The latest crash, which killed a 14-year-old Alexandria girl in July 2007, renewed concerns over the AA Highway's safety, which have simmered since it opened in 1990.
Alexandria Police since March have used a grant to beef up patrols in an effort to make the highway safer and address what many say is its No. 1 problem: speeding, reports N.KY.COM.
Many motorists who regularly travel the AA Highway, which has a 55 mph speed limit, would like further measures taken.
"I think it is no more dangerous than the interstate," said Campbell County Police Chief Keith Hill. "Every jurisdiction has a highway that is more susceptible to crashes. Ours just happens to be the AA Highway."

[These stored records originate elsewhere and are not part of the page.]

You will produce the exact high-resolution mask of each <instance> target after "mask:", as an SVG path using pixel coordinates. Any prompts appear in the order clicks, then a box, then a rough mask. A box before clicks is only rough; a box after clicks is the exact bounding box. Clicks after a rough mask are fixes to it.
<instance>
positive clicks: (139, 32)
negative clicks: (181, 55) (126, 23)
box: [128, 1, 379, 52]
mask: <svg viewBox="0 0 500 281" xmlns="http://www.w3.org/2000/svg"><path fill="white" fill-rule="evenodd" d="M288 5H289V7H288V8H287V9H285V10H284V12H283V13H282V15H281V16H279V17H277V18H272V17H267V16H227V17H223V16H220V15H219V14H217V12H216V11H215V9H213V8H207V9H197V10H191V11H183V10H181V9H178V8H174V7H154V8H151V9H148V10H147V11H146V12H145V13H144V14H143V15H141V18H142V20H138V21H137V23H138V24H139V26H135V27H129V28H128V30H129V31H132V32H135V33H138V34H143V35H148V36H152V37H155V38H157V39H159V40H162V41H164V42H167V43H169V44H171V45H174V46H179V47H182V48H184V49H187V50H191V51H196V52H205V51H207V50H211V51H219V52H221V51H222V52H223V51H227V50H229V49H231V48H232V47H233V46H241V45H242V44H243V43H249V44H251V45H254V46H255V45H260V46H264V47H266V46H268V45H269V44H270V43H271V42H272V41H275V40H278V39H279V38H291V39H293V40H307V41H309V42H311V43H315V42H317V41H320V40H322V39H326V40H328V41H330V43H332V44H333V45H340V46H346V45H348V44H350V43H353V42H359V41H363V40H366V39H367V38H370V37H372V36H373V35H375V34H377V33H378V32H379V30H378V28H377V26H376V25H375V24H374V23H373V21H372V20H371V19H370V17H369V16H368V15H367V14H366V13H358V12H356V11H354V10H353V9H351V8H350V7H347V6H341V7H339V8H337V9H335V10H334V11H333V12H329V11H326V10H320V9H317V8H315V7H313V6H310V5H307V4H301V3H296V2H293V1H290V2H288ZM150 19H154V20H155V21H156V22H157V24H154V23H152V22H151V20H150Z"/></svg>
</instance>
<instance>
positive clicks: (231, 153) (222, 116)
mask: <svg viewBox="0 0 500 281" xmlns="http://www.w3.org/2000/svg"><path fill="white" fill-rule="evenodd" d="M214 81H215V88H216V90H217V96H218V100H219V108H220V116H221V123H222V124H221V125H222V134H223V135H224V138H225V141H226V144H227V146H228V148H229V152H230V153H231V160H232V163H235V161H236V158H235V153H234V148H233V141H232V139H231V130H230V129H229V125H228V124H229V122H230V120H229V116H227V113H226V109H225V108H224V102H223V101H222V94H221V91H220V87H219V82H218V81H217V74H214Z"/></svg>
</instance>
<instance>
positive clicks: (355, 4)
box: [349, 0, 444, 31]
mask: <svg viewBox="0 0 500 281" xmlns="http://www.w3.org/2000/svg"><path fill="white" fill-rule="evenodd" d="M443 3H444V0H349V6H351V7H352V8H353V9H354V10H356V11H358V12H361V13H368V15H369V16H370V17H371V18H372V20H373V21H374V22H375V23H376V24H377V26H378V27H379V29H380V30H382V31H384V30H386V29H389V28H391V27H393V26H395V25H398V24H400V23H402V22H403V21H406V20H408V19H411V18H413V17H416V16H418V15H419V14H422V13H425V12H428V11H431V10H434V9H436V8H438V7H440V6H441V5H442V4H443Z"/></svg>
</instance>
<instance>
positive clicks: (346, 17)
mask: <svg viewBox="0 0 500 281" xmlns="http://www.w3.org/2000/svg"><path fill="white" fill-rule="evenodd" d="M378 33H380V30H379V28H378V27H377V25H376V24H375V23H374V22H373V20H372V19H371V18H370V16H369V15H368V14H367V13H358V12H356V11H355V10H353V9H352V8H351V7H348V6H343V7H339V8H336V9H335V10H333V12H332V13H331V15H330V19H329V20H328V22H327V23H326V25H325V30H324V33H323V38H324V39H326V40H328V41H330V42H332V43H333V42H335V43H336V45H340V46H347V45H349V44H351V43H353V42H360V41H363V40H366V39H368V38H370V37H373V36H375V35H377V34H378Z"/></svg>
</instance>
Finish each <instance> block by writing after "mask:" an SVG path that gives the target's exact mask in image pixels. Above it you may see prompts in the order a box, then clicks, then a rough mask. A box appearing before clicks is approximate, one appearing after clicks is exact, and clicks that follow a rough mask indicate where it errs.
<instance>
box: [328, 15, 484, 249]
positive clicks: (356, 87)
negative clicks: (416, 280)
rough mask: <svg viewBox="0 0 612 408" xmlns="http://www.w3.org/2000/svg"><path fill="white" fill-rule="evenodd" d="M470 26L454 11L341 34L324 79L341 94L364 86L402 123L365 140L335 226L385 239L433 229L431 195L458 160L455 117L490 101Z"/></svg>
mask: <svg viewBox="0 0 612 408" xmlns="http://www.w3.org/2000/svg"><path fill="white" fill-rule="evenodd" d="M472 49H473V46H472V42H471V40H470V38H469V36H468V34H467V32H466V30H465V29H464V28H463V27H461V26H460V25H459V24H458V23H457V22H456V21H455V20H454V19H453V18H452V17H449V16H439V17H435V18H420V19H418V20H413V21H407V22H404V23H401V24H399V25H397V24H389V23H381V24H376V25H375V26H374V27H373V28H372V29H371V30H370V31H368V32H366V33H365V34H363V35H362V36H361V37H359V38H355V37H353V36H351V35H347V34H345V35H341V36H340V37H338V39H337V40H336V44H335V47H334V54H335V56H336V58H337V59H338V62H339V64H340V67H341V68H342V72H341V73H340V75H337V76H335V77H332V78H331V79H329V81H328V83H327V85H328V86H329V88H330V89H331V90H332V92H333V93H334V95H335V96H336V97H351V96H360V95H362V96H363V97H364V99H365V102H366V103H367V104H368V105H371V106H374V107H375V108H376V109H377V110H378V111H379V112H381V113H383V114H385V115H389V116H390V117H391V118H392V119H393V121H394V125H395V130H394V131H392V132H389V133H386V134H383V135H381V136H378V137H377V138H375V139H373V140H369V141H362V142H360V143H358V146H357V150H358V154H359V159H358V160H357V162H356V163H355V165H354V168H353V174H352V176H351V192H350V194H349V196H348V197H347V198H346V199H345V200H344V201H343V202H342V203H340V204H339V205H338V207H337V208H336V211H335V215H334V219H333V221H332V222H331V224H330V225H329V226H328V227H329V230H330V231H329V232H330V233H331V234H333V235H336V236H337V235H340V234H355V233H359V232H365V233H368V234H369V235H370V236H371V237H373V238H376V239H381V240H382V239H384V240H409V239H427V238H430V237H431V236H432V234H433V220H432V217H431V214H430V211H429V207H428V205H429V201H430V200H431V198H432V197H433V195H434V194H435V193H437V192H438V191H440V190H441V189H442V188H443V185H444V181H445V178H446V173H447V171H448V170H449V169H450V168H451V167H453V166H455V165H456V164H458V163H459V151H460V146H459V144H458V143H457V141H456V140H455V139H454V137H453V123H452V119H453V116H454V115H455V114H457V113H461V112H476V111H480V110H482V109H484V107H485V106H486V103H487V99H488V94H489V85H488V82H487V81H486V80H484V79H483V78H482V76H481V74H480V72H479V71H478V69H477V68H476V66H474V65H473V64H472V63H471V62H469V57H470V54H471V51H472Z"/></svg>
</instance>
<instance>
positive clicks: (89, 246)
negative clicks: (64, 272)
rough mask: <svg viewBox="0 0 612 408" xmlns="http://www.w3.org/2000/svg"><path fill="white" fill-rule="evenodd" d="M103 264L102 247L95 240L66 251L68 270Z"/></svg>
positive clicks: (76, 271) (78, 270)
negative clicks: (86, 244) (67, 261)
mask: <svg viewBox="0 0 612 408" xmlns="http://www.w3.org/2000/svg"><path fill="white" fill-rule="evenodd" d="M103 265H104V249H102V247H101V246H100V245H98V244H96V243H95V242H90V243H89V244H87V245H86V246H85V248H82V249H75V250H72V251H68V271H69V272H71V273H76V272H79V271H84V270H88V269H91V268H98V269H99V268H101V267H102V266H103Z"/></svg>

Drivers who don't live in the area, particularly truckers, speed down the highway, sometimes running red lights, local motorists say, N.KY.COM reports.
Such was the case on July 24, 2007, at the Poplar Ridge Road intersection in Alexandria.
A tractor-trailer driven by Gregory Gibson, 43, of Virginia was going what authorities estimate at 70 mph when it ran the red light and broadsided a pickup truck carrying Heather Lynn Evans, her brother Jacob, now 9, and driven by her mother, Leah Michelle Evans.
Heather died. Jacob and Leah were seriously injured. The truck driver, Gregory Gibson, 43, was sentenced last week to 12 months' home incarceration, probation and 100 hours of community service.
Rick Turner, who lives about 1,000 yards from that intersection, said he sees cars and tractor-trailers running red lights every week.
"Because the light turns green doesn't mean you shouldn't look before you go," Turner said.
Brian Evans has sat at the Poplar Ridge Road intersection of the AA Highway where his daughter was killed last year and has witnessed multiple cars and trucks running red lights, reports the Equirer Web site.
That has led Brian Evans to call for cameras at intersections to catch people running red lights. Other residents also have asked the state for cameras on the AA Highway.
"I think a better police presence and the knowledge that a camera would capture someone running a red light, that would change people's behavior," Evans said.
Hill, the police chief, said state law prevents the use of cameras to catch traffic infractions. He told the Cincinnati Enqurier that Kentucky law requires that a police officer witness the infraction to cite the driver. Cameras also would require more manpower to review the footage, Hill said.